Lazy loading of snapshot restores and its implications on database performance
This post talks about volume snapshots with AWS as an example, but the concepts are generic and can be applied anywhere.
Most of us use managed databases in the cloud today for our applications, like MySQL or PostgresSQL. Behind the scenes, a cloud provider, like AWS, takes care of operations such as provisioning, monitoring, failover, backups, and restores of the database instances with their RDS or Aurora like offerings. In this post, I’ll be specifically covering how backups and restores of stateful services like RDS work behind the scenes and the gotchas you should be aware of.
Persistent Storage of Database Instances
A database instance like MySQL or PostgresSQL normally uses a storage volume on which the data directory is mounted.
Snapshots of Storage Volumes
Irrespective of the type of storage being used by RDS or Aurora, they both support backups of your database instances. These backups are snapshots of the volume on which the data directory is mounted. The following happens when a backup is taken.
Locking the Filesystem
Before a snapshot of a volume is taken, it’s important to block new writes to the filesystem, so that the snapshot of the underlying volume is in a consistent state.
Flushing the Filesystem
Most of the time, the operating system doesn’t do sync writes to the non-volatile storage, rather it caches it in the page cache for performance reasons unless otherwise specified by the application or the database.
MySQL supports locking and flushing through the
FLUSH TABLES WITH READ LOCKcommand
Taking the snapshot
The point-in-time backup or snapshot includes the actual copying of the data blocks. These snapshots can be full or incremental. With incremental snapshots only the data blocks which have changed since the last snapshot are copied. This helps with faster snapshots or, in other words, with reducing the Recovery Point Objective.
Unlocking the Filesystem
Once the snapshot is taken, the filesystem can be unlocked and normal operations, including writes, can now continue. For example, MySQL
UNLOCK TABLES command can help achieve this.
Full vs Incremental Backups of Snapshots
As mentioned before, a snapshot can be a full backup or an incremental backup. Internally, the snapshots can be chained together. AWS keeps all the snapshots in S3 buckets. More details on incremental EBS snapshots by AWS can be found here
Restoring Snapshots and Lazy Loading
When a snapshot is restored, the restored database instance can be used as soon as the status is
available. The DB instance continues to load data in the background. This is known as lazy loading.
As the name suggests lazy loading fetches data blocks from S3 only on-demand when a query is unable to locate the requested data blocks.
AWS also recommends doing a full table scan, such as
SELECT * to mitigate this problem, which, in my opinion, is not suited for large production databases.
The reason why a database instance with a thin volume is made available for operations without loading all the data blocks pro-actively is to again reduce the Recovery Time Objective and lazy load the blocks on-demand.

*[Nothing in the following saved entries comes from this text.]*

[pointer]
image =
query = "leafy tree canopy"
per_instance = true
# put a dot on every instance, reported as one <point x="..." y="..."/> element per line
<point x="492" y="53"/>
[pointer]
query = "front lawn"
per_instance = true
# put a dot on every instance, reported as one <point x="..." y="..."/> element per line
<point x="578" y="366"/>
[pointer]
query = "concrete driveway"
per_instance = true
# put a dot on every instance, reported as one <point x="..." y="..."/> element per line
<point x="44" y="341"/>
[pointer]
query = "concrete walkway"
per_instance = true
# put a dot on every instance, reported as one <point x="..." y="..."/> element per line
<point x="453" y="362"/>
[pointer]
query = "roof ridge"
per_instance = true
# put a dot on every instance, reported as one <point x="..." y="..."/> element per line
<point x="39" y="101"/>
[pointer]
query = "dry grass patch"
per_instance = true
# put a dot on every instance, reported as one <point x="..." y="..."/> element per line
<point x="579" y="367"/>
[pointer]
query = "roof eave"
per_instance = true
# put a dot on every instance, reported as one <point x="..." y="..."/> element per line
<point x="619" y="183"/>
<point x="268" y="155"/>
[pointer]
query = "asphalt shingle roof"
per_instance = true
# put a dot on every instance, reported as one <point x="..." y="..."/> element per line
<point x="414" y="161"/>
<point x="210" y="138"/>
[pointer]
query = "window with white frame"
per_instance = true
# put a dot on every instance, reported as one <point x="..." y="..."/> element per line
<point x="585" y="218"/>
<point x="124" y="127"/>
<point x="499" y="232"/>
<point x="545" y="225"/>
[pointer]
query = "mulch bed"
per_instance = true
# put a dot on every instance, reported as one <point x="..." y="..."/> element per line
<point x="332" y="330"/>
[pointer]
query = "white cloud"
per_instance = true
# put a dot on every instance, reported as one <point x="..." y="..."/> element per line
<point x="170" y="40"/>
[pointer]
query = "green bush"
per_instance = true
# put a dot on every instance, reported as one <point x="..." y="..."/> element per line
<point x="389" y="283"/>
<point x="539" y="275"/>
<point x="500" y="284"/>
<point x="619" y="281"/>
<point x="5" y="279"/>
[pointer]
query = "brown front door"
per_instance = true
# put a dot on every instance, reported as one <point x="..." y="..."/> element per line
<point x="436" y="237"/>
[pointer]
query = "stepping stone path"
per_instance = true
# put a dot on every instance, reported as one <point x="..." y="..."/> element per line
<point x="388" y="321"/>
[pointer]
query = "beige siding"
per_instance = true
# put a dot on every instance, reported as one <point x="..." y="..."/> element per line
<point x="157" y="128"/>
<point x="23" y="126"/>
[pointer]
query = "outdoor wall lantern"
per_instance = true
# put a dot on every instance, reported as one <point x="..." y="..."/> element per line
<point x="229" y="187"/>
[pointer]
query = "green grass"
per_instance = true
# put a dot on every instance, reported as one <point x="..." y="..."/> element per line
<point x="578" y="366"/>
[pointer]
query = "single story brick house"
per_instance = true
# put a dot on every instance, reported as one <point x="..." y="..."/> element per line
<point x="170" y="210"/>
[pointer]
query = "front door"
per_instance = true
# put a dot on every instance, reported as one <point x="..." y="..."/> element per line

Impact of Lazy Loading on Database Operations
Now, we know that the strategy of incremental snapshots with lazy loading helps in reducing both RPO and RTO, in case of a disaster. But it comes with a tradeoff, which is performance and it causes an increase in latency since data blocks of a restored snapshot are fetched on-demand from S3. Let’s look at what specific problems this can create for a large production database which may already be under load.
Slow queries in the Master Restored from a Snapshot
If you choose to provision a master database instance from a snapshot restore, it can cause slow queries, as an EBS volume fetches data blocks from S3 on-demand.
Replication Lag in the Replica Restored from a Snapshot
Similarly, if you choose to provision a replica or a slave from a restored volume, it can cause replication lag due to the replication process being slow again due to on-demand fetching of data blocks from S3.
Fast Snapshot Restore (FSR) in AWS
AWS also introduced EBS Fast Snapshot Restore (FSR) in 2019 to overcome the performance issues with lazy loading, but under the hoods, FSR just provisions extra resources to deliver the fast restores, proceeding at a rate of one TiB per hour. By contrast, non-optimized volumes retrieve data directly from the S3-stored snapshot on an incremental, on-demand basis.
FSR, again does not completely solve the problem, but only mitigates it to some extent by throwing more resources at the problem and proactively hydrating the volume instead of on-demand hydration. Multi TB database volumes would still take hours to completely hydrate with FSR.
Incremental snapshots with lazy loading while restoring is a necessary evil IMO, to reduce the RPO and RTO, but the performance impact which comes with it cannot be ignored. It’s important to be aware of these gotchas, especially with large databases. More importantly, AWS provides no visibility into the hydration status of a volume, in terms of the percentage of blocks hydrated or the rate at which hydration is happening etc. which makes it worse.